\chapter{Regularized regressions}


Let $\Y$ be a vector of observations and $\X$ a matrix of dimension $n \times (p+1)$.
Suppose the real model is:
\[
	\Y = \X^{m^{*}} \beta^{m^{*}} + \varepsilon^{m^{*}} = \X^{*} \beta^{*} + \varepsilon^{*}.
\]
if $p$ is large compared to $n$:
\begin{itemize}
	\item $\hat{\beta} = (\X^{T}\X)^{-1} \X^{T} \Y$ is not defined as $\X^{T}\X$ is not invertible.

	      $m^{*}$ is the number of true predictors, that is, the number of predictor with non-zero values.

	\item

	\item
\end{itemize}

\section{Ridge regression}

Instead of minimizing the mean square error, we want to minimize the following regularize expression:
\[
	\hat{\beta}^{\text{ridge}}_{\lambda} = \argmin_{\beta \in \RR[p]} \norm{Y - X \beta}^{2} \lambda \sum_{j=1}^{p} \beta_{j}^{2}
\]
it is a way to favor the solution with small values for parameters.
where $\lambda$ is used to callibrate the regularization.
\[
	\sum_{j=1}^{p} \beta_{j}^{2} = \norm{\beta_{j}}^{2}
\]
is the classical square norm of the vector.

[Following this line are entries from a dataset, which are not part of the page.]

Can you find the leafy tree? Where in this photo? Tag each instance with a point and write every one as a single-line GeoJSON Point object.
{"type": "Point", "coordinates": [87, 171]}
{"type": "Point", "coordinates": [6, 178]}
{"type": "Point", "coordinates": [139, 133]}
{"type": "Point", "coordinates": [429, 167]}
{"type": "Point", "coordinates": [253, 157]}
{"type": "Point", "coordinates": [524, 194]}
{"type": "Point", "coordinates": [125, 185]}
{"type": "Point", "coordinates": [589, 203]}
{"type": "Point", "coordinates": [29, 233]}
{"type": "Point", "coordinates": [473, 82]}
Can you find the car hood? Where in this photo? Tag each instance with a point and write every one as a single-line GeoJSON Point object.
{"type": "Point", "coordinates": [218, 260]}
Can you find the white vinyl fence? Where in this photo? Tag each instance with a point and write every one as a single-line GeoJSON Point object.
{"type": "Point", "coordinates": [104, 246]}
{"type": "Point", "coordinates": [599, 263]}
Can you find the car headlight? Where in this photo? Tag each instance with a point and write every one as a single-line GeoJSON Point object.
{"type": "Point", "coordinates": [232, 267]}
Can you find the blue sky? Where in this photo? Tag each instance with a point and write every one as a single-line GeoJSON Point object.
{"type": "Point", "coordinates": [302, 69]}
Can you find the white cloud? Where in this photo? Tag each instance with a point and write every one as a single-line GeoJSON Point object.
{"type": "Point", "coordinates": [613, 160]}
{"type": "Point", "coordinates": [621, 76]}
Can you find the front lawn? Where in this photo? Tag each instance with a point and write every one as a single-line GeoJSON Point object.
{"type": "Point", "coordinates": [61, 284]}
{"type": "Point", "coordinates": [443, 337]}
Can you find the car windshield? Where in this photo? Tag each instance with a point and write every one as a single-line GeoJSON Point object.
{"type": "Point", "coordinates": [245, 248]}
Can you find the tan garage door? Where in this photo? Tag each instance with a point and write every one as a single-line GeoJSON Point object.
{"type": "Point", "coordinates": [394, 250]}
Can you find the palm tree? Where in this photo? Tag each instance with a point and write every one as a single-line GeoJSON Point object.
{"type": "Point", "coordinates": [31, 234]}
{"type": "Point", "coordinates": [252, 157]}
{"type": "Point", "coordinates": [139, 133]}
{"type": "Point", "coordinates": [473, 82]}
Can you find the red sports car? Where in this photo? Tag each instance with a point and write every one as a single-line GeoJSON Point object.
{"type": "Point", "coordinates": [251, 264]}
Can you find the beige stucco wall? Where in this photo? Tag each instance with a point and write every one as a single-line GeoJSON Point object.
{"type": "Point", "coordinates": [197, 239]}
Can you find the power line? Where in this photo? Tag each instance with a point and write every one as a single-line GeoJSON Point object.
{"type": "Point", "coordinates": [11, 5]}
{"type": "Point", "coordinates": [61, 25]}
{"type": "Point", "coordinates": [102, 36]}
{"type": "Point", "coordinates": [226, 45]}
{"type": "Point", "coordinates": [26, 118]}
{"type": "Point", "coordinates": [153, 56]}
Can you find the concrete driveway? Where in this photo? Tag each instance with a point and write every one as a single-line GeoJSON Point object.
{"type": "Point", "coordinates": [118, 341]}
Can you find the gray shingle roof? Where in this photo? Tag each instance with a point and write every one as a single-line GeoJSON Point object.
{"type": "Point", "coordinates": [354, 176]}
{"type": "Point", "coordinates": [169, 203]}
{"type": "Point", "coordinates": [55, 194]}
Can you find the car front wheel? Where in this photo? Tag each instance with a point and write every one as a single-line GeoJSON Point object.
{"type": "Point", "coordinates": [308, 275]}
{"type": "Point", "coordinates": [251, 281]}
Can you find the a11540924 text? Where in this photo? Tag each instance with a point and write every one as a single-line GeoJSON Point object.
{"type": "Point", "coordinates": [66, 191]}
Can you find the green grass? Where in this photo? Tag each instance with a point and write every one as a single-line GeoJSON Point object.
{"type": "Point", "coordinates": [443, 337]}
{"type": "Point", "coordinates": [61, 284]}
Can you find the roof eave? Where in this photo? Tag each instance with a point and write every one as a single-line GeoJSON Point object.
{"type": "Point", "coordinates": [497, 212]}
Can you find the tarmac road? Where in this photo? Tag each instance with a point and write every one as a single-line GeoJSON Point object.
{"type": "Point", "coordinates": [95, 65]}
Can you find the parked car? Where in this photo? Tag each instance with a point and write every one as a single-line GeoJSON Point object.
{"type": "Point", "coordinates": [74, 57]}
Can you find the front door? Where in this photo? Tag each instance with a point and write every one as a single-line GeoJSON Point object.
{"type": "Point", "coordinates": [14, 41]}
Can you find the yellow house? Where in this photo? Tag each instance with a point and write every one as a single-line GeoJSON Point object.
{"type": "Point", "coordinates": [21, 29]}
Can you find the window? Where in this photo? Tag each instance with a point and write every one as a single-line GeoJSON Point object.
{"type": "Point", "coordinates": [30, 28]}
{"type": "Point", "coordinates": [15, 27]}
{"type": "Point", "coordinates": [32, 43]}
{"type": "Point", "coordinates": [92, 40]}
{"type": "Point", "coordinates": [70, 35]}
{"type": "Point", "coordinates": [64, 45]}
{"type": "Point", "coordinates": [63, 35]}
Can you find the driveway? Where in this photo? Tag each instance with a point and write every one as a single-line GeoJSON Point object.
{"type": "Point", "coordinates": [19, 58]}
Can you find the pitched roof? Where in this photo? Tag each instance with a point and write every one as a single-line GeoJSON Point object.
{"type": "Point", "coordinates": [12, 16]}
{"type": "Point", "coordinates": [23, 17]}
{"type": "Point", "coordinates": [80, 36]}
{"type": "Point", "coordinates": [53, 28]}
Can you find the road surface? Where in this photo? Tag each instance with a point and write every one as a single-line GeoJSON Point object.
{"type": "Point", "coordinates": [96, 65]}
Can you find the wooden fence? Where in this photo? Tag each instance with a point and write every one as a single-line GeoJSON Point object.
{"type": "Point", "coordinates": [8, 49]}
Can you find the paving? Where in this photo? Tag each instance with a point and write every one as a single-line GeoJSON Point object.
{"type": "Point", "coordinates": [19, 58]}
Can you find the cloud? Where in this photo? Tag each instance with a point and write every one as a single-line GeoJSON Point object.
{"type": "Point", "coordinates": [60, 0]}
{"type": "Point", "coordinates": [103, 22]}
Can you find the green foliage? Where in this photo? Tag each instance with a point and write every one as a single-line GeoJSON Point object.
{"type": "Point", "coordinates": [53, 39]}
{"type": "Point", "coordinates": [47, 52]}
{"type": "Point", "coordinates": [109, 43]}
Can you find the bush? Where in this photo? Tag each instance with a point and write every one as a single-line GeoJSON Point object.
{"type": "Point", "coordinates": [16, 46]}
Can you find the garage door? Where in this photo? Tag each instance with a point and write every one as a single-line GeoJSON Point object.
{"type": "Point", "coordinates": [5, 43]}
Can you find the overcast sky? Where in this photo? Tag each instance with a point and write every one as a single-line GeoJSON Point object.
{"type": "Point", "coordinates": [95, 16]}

\section{Cross validation}

\subsection{Leave-one-out \textit{jackknife}}

\begin{example}
	Let $\M_{0}$ be the model $Y_{i} = \beta_{0} + \beta_{1} X_{1i} + \beta_{2}X_{2i} + \beta_{3} X_{3i}$

	The model will be:
	\[
		\begin{pmatrix}
			y_{1} \\
			y_{2} \\
			y_{3} \\
			y_{4} \\
			y_{5}
		\end{pmatrix} =
		\beta_{0} + \beta_{1} \begin{pmatrix}
			x_{11} \\
			x_{12} \\
			x_{13} \\
			x_{14} \\
			x_{15}
		\end{pmatrix}
		+ \beta_{2} \begin{pmatrix}
			x_{21} \\
			x_{22} \\
			x_{23} \\
			x_{24} \\
			x_{25}
		\end{pmatrix}
		+
		\beta_{3} \begin{pmatrix}
			x_{31} \\
			x_{32} \\
			x_{33} \\
			x_{34} \\
			x_{35}
		\end{pmatrix}
	\]
	\def\x{$\times$}
	\begin{tabular}{ccccc}
		\toprule
		1  & 2  & 3  & 4  & 5  \\
		\midrule
		.  & \x & \x & \x & \x \\
		\x & .  & \x & \x & \x \\
		\x & \x & .  & \x & \x \\
		\x & \x & \x & .  & \x \\
		\x & \x & \x & \x & .  \\
		\bottomrule
	\end{tabular}
\end{example}

We perform computation of $\lambda$ for each dataset without one observation.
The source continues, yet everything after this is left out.